Titem | 26 octobre 2008

Une note un peu plus détendue en ce début de vacances…

Michael Tolliver est vivant. Ses amis se sont perdus dans l’excès ou sont morts du sida. Lui a survécu à tout. Il a rencontré Ben, l’amour de sa vie. Mais sa famille se refuse toujours à accepter son homosexualité. Lorsque la mère de Michael tombe malade, c’est pourtant lui qu’elle appelle à ses côtés en Floride.

A San Francisco, sa mère spirituelle, Anna Madrigal, réclame sa présence. Il est alors confronté à un dilemme : doit-il rester auprès d’Anna ou accompagner dans ses derniers instants cette mère qui l’a tant rejeté ?

Les six premiers volumes décrivaient le San Francisco mythique des années 70 et 80, terrain de toutes les expériences amoureuses et sexuelles. Vingt ans après, l’insouciance s’est envolée, le sida est passé par là. Avec ce mélange de drôlerie, de légereté et de gravité qui est sa marque, Maupin clôt cette extraordinaire aventure littéraire dans ce septième et dernier épisode des Chroniques de San Francisco.

Michael Tolliver Lives

L’annonce avait fait l’effet d’une petite bombe chez les fans de l’auteur californien : il y aurait bien un septième tome aux Chroniques de San Francisco, la série littéraire qui avait bousculé l’Amérique bien pensante et diverti une génération de lecteurs. Rentré de l’étranger où j’appris la nouvelle quelques mois plus tôt, mon premier acte d’achat dans une librairie française fut le nouveau roman d’Armistead Maupin.

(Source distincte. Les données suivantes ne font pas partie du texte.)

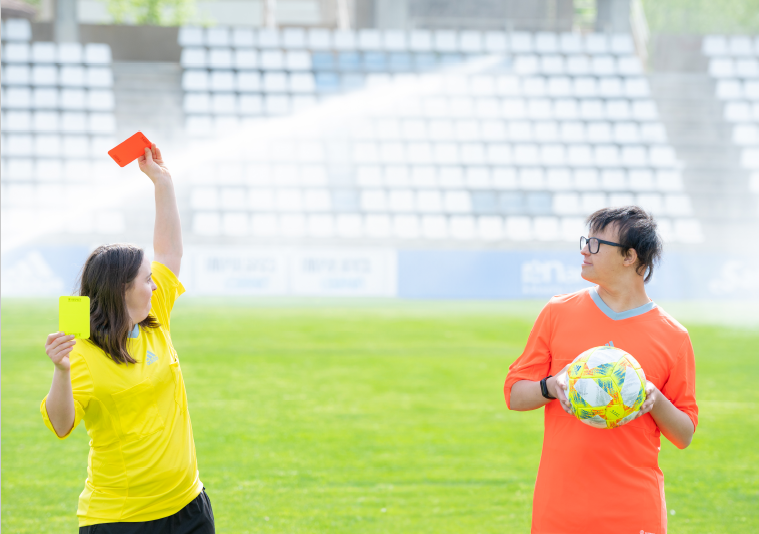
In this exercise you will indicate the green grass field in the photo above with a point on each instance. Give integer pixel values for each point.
(344, 416)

Le livre est, comme pour les six premiers tomes, marqué dans un cadre spatio-temporel précis : San Francisco, la libérale, la dynamique. Les années sida sont passées mais la maladie est toujours présente, Reagan a laissé la place à W. Bush et sa guerre idiote en Irak. Michael, lui, a survécu, et profite de sa vie à chaque instant, aux côtés de son ami, même s’il fallait le perdre demain. Et il en prend d’autant plus confiance que cette fois, ce sont ses deux mères qui s’apprêtent à partir.

On retrouve avec grand plaisir son grand talent de conteur, son humour à la fois désinvolte et mordant, les péripéties qui ont fait des chroniques un immense succès de librairie. J’ai dévoré ce dernier tome en trois jours à peine : on se laisse totalement emporter par l’histoire, le style agréable et les personnages attachants, – des nouveaux (Shawna, devenue adulte, Patreese l’infirmier, Irwin, le frère de Michael) ou les plus anciens (Anna Madrigal, Brian…).

Mais… Je persiste. Même si ces livres sont toujours aussi plaisants, on ne retrouve pas cette folie qui animait les trois premiers tomes, ceux qui se déroulaient pendant les années 1970, la décennie insouciante. Mais néanmoins, on passe un petit moment savoureux en compagnie de l’oncle Armistead.

Lire aussi : la critique de Maybe the Moon, autre roman de l’auteur.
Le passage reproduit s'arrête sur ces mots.